20161107_160125Changement  de décor pour ce nouveau  roman de David Vann: pas d'île désolée, pas de grands espaces menaçants mais une banlieue sombre de Seattle, broyeuse de vies.

Caitlin y vit avec sa mère, une femme abîmée par la vie qui cumule les heures de travail pour s'occuper le mieux possible de sa fille. Dans ses moments de solitude,  Caitlin trouve  refuge et quiétude à l'aquarium local. Sa rencontre avec un vieil homme va déclencher un tsunami familial.

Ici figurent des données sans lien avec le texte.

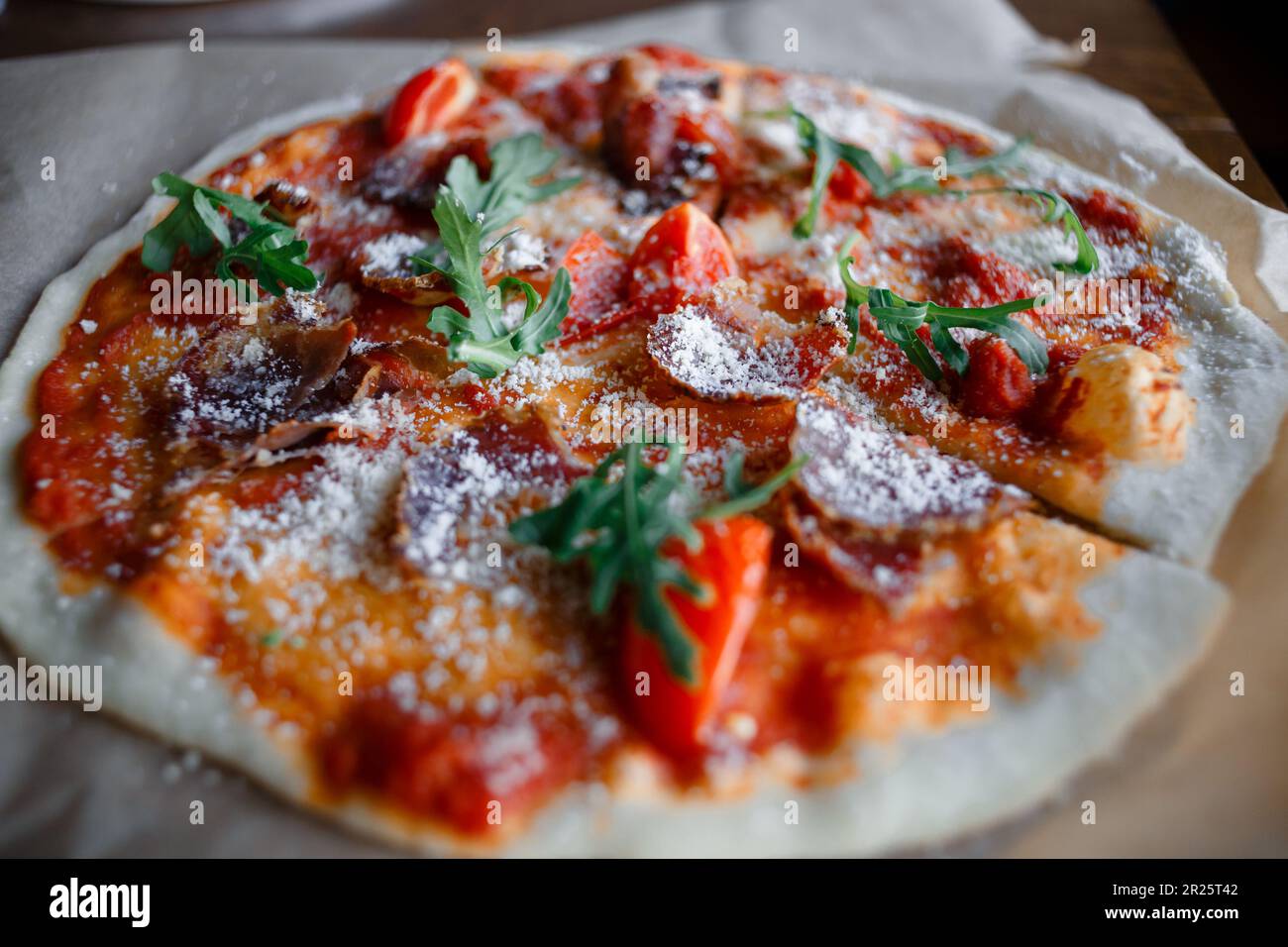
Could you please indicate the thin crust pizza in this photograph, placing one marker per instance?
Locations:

Si David Vann tourne la page de son "cycle" sur la famille et les armes à feu, il continue d'explorer le sujet des familles  dysfonctionnelles. Avant de le lire, j'avais beaucoup entendu dire que ce roman marquait un tournant dans son oeuvre mais quand je suis arrivée à un certain passage (je ne veux pas en dire trop), j'ai  bien cru que ce qui fait la marque de fabrique de David Vann, à savoir l'irruption d'un véritable cauchemar éveillé qu'on ne souhaiterait pas à son pire ennemi, recommençait... Et quand on sait jusqu'au peuvent aller ces cauchemars, on frémit, on lit la peur au ventre.

Mais, effectivement, il y a bien un tournant dans ce livre empli d'émotions contradictoires, de souffrances, de haine et d'amour... manqué, perdu, recherché, rejeté.

Lire ce roman, c'est se prendre toutes ces émotions en pleine face, ce qui est une constante chez David Vann (vous serez prévenus).